A Warrior's Tragedy (1993) poster

A Warrior’s Tragedy (1993)

Rating:

(Bin Sing Long Ji)

Hong Kong. 1993.

Crew

Director/Screenplay/Producer – Frankie Chan, Photography – Ng Wing Git, Music – Roel A. Garcia, Art Direction – Lo Gin Ming. Production Company – Frankie’s Film Co.

Cast

Frankie Chan (Yo Hip), Lung Ti (Fu Hung Suet), Anita Yuen (Ting Ling-Lam)


Plot

The warlord Ma Hung Kwan gathers several warriors to protect him from people that he believes are trying to assassinate him. The warriors include Yo Hip and the crippled swordsman Fu Hung Suet. However, as the group gathers, unresolved issues from clan fighting that occurred twenty-five years earlier come to the fore.


A Warrior’s Tragedy is an entry into the Hong Kong Wu Xia flying swordsman cycle, a genre that stretches way back to the Shaw Brothers films of the 1960s and was popularised with a more fantastical spin by Swordsman (1990) and sequels.

In an attempt to top one another, Wu Xia films of the 1990s became increasingly wilder and more fantastique in their moves. Even by the norms of this genre, A Warrior’s Tragedy is frequently so silly that it verges on the cartoonish. There are all manner of fantastical martial arts/swordplay – battles with a foe in an invisible cape, a combatant whose specialty move causes him to sprout eight arms, a fight with an old man on stilts, and a chariot race amid makeshift cannon fire. There is much humour playing off a touch that has the ability to instantly paralyse – with the hero at one point walking about paralysing dozens of combatants until he is standing in a field filled with people frozen in motion like storks.

Frankie Chan, Anita Yuen in A Warrior's Tragedy (1993)
Frankie Chan, Anita Yuen

One eventually gets the impression that A Warrior’s Tragedy is trying to be a parody of Wu Xia, as demonstrated by the ending where the proliferation of revelations regarding the relationships between the principal characters reaches a point of deliberate ludicrousness.

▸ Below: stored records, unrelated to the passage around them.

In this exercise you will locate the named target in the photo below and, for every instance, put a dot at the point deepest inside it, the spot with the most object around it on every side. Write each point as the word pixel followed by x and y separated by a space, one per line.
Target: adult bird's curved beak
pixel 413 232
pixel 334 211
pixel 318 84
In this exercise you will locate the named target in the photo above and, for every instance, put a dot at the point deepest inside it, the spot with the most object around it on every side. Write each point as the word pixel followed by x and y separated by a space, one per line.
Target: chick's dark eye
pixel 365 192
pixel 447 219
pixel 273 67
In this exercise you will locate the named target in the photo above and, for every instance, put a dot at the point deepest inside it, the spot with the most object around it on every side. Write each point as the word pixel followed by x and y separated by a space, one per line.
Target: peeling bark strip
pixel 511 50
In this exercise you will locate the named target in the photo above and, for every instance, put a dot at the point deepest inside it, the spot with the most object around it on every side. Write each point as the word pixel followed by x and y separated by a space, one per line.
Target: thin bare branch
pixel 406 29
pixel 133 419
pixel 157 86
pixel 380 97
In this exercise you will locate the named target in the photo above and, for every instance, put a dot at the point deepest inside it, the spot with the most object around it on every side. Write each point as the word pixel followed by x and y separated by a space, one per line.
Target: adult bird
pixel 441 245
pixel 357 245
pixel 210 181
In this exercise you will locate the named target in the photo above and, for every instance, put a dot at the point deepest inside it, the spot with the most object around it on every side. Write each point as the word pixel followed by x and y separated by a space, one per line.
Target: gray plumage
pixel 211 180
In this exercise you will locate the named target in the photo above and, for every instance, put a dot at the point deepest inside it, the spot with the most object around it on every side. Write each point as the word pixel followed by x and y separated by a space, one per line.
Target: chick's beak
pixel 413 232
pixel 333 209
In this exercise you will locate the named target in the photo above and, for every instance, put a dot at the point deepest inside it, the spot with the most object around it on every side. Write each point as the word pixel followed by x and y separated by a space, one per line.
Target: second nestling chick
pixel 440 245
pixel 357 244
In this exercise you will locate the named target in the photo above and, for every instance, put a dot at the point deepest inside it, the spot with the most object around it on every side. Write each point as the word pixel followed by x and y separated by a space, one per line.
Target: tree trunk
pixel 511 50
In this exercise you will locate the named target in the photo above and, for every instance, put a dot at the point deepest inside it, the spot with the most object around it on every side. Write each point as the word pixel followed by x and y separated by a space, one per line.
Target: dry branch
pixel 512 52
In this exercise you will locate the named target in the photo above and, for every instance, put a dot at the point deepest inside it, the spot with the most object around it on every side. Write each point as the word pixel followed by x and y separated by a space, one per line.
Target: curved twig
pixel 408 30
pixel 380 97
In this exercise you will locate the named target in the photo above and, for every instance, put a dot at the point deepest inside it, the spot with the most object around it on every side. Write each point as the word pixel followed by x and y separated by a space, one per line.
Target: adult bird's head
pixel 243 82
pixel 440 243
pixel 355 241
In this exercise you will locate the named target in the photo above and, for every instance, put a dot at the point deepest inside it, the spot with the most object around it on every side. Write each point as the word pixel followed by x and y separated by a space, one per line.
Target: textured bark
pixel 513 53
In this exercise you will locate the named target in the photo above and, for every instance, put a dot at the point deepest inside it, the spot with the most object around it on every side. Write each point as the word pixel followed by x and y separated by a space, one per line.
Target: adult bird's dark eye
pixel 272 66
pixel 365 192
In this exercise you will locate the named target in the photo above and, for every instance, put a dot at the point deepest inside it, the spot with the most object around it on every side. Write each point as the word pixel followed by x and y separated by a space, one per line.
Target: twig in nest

There is no real plot to the film – there are too many characters, most of whose alignment is too shadowy to clearly work out who is meant to be fighting whom. It is not clear why the landowner gathered everybody, what happened twenty-five years ago and what the conflicts are all about. That said, all the silliness eventually becomes likeably entertaining.

A Warrior’s Tragedy II (1993) was a sequel.